Por mérito dos «conselheiros», a Pirâmide, apresentou colaboração literária notável. Entre outros, Antonin Artaud, «O Teatro e a Ciência» ; António Maria Lisboa, «Aviso a Tempo por Causa do Tempo»; Mário Cesariny de Vasconcelos, «Mensagem e Ilusão do Acontecimento Surrealista»; Herberto Hélder, «Poema»; Luiz Pacheco, «O Surrealismo e Sátira» e «A Pirâmide e a Crítica» ; Pedro Oom, «Um Ontem Cão»; Raul Leal, «Psaume»; Virgílio Martinho, «A Propósito do Movimento 57» Apresentou ainda colaboração literária inédita de Alfredo Margarido, Ángel Crespo, Manuel de Castro, Edmundo Bettencourt e de Ernesto Sampaio, bem como reproduções de obras de Amadeo de Souza-Cardoso e Manuel D’Assumpção. Eu colaborei com uma colagem no número 2 e, no número 3, com uma «Carta aos Ladrões de Fogo».

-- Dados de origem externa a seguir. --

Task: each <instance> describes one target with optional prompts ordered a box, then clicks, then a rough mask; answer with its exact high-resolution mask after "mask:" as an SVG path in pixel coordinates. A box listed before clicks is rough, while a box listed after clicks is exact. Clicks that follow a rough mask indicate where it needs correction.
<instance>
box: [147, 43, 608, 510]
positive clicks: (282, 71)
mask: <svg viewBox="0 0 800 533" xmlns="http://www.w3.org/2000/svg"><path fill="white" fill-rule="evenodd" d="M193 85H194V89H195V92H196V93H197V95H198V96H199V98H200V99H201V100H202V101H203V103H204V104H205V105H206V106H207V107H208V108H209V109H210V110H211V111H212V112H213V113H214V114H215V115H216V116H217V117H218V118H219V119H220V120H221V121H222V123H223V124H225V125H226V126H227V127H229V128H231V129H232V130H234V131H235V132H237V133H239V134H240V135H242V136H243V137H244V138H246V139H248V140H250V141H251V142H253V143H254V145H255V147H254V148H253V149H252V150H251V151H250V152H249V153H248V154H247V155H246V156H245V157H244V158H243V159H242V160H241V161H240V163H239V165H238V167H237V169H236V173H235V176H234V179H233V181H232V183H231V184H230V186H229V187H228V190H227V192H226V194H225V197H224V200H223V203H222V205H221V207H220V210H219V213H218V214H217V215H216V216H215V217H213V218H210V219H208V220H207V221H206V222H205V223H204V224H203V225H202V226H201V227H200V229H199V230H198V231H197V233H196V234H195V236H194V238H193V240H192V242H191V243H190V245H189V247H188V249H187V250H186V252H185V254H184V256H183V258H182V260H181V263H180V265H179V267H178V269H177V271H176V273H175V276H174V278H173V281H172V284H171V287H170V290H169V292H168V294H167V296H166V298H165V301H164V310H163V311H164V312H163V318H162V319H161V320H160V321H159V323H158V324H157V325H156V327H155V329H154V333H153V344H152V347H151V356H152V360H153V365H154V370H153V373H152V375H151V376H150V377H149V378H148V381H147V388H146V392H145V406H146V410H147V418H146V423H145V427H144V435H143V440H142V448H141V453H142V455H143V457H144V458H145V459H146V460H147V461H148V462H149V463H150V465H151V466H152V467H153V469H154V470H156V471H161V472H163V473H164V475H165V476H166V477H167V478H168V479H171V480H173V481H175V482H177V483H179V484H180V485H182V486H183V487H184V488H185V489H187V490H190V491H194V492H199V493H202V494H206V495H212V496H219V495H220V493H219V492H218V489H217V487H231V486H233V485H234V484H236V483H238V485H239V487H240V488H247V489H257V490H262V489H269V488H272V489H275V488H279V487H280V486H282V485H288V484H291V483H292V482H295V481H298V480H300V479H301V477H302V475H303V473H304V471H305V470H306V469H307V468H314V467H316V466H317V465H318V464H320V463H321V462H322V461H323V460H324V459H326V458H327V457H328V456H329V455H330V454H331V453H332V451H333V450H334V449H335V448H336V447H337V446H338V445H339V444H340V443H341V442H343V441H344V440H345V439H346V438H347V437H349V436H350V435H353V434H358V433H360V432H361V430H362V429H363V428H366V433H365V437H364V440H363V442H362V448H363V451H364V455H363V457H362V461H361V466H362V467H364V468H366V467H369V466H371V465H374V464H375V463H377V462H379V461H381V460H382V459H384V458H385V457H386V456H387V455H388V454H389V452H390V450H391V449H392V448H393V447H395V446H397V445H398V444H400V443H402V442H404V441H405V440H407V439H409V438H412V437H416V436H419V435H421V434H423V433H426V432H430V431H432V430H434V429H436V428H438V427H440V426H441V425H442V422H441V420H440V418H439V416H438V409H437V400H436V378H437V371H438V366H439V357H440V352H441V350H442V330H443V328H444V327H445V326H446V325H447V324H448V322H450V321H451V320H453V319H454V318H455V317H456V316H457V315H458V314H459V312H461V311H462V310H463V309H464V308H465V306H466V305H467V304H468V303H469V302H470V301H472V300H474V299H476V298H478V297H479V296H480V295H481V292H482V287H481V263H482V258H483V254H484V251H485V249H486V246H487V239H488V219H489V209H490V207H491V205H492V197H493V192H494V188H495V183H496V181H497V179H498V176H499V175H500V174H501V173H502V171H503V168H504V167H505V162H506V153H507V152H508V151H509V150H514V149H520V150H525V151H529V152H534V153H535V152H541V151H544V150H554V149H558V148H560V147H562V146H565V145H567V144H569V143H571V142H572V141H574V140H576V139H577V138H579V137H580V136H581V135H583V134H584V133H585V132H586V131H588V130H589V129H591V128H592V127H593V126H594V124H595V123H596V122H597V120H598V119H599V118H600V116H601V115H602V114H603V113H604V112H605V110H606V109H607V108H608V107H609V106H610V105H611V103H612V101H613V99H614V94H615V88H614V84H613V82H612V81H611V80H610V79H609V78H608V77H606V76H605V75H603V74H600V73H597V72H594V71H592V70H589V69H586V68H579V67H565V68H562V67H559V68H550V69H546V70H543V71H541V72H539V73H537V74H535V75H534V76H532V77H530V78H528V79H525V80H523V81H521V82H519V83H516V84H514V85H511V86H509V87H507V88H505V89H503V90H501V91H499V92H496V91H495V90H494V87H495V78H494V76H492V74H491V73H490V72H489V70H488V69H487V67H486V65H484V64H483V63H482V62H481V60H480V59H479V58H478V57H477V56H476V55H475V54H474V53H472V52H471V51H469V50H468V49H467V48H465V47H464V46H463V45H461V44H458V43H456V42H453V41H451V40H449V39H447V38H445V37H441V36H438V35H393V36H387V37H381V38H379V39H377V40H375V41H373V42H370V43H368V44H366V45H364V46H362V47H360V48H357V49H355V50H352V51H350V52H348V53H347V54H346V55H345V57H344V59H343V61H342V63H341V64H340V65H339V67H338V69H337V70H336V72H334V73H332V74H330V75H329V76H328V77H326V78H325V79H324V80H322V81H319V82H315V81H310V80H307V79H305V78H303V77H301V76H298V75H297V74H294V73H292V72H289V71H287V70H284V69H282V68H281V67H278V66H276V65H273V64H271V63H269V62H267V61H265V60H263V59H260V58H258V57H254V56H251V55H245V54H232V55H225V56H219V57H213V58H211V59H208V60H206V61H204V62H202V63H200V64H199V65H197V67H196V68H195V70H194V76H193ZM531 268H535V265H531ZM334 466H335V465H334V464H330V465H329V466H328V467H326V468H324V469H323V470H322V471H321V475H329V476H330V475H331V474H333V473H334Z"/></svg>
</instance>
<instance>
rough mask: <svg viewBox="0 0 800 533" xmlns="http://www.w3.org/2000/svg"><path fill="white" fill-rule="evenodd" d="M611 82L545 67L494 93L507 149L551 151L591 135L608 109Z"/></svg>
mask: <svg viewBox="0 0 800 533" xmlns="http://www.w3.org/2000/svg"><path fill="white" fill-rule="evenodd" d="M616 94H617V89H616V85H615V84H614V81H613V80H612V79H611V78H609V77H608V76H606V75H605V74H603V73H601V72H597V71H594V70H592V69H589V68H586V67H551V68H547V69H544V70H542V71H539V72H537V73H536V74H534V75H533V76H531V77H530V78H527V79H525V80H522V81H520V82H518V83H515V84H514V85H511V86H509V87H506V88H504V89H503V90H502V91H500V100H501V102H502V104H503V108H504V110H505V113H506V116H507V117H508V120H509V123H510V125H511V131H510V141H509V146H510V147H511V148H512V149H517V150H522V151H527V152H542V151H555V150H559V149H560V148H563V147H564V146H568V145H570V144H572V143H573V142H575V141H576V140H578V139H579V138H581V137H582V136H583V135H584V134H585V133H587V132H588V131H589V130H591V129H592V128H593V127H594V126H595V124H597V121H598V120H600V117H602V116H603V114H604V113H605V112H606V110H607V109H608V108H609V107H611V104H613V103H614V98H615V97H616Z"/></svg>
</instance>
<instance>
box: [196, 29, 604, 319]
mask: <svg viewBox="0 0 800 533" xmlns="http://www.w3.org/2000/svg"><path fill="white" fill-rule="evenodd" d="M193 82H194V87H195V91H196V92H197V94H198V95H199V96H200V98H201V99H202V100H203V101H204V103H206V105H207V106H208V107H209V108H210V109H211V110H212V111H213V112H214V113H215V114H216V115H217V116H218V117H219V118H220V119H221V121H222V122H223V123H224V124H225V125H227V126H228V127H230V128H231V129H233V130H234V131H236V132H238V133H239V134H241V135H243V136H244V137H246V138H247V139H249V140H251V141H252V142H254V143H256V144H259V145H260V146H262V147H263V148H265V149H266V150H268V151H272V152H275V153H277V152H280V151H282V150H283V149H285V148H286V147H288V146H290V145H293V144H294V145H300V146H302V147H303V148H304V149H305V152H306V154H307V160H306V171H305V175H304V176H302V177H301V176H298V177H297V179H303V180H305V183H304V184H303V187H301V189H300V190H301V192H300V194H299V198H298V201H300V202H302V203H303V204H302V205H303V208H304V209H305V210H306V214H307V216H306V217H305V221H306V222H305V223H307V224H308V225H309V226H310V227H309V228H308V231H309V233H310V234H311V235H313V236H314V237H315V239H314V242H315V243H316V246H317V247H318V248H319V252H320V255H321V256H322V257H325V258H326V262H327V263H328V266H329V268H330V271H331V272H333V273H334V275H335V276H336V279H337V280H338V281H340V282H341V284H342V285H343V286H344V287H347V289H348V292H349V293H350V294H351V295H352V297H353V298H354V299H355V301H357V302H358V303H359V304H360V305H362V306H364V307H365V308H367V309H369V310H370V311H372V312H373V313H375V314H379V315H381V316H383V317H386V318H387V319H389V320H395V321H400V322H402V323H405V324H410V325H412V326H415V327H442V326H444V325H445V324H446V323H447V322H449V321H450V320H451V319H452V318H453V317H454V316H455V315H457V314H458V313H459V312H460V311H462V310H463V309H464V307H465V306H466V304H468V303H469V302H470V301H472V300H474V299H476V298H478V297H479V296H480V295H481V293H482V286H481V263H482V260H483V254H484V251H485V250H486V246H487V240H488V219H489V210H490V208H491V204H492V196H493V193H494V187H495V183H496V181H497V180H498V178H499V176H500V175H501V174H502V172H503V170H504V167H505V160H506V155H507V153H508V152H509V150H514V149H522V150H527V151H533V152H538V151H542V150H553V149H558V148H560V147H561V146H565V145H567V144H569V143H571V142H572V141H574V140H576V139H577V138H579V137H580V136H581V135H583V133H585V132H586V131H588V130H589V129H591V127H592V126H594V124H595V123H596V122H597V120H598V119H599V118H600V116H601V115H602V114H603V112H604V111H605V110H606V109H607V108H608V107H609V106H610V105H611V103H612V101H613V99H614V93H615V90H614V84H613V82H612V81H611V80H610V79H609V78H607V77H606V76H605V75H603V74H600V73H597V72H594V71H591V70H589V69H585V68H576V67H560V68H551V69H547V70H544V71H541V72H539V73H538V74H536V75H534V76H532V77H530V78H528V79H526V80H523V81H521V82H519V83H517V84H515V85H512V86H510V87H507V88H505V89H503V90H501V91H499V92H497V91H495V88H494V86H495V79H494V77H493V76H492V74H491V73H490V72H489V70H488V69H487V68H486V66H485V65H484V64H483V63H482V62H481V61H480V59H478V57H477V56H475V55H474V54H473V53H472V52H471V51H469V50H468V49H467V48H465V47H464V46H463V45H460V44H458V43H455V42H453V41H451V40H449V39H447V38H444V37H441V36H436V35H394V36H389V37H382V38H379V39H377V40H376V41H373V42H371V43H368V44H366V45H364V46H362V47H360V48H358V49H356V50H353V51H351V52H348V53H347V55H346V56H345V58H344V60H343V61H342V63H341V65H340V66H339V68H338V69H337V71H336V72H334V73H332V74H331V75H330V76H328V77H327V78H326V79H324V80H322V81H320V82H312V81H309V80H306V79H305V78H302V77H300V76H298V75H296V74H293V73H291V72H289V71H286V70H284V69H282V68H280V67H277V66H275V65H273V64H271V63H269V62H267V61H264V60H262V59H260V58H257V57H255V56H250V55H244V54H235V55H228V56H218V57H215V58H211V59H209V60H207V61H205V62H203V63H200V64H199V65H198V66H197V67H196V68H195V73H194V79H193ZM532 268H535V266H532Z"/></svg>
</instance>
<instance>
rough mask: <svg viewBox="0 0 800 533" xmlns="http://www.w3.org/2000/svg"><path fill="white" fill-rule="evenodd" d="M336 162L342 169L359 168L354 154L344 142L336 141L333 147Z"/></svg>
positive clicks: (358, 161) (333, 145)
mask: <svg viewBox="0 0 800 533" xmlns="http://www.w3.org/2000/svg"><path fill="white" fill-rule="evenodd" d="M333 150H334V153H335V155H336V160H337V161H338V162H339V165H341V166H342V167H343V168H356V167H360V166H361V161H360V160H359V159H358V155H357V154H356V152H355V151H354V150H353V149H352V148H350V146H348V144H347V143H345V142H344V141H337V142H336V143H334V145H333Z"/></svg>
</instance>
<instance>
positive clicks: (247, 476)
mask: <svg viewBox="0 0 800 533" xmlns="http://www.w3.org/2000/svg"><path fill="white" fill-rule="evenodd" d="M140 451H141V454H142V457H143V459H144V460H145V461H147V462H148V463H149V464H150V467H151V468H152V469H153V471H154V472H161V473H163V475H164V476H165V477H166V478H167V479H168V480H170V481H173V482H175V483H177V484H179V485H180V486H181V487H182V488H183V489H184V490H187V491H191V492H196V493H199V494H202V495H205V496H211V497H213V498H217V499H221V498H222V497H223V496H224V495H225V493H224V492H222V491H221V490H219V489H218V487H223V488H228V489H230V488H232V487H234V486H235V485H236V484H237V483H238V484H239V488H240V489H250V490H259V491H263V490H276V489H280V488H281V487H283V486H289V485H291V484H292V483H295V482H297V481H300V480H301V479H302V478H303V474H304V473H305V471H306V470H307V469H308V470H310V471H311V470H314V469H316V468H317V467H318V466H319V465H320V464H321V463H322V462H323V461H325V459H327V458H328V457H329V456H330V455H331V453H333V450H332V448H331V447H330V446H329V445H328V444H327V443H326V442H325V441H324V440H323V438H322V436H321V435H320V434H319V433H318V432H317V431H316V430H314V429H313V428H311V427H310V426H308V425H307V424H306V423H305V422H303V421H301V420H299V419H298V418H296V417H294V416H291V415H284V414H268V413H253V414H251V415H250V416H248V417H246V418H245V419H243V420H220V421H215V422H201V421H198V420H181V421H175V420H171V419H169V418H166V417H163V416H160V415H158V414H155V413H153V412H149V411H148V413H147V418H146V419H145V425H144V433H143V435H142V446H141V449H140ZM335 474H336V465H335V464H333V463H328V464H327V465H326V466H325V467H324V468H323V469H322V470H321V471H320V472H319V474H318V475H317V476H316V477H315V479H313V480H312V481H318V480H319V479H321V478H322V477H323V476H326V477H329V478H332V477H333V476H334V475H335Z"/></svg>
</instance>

A crítica instalada não recebeu muito bem a revista. À direita. suspeitava-se que aqueles poemas estranhos e aqueles textos desconexos não podiam ser coisa boa. Pela esquerda, gente na sua maior parte, ligada ainda que só ideologicamente ao Partido Comunista, a recepção foi ainda pior. Havia velhas contas a ajustar com os surrealistas e a «Pirâmide» veio mesmo a calhar. João Gaspar Simões, um homem com quem podia não se concordar, mas que teve um papel extremamente positivo na divulgação da literatura portuguesa, nomeadamente de Fernando Pessoa que apenas era conhecido por uma elite, dedicou-nos uma crítica dura na sua página literária do Diário de Notícias. Mais incisivo foi António Ramos de Almeida que, no Jornal de Notícias, ia ao ponto de chamar a polícia ou alguém com um colete de forças.

Luiz Pacheco respondeu-lhes num vigoroso e satírico artigo publicado no número dois. Um dia destes, volto a este assunto.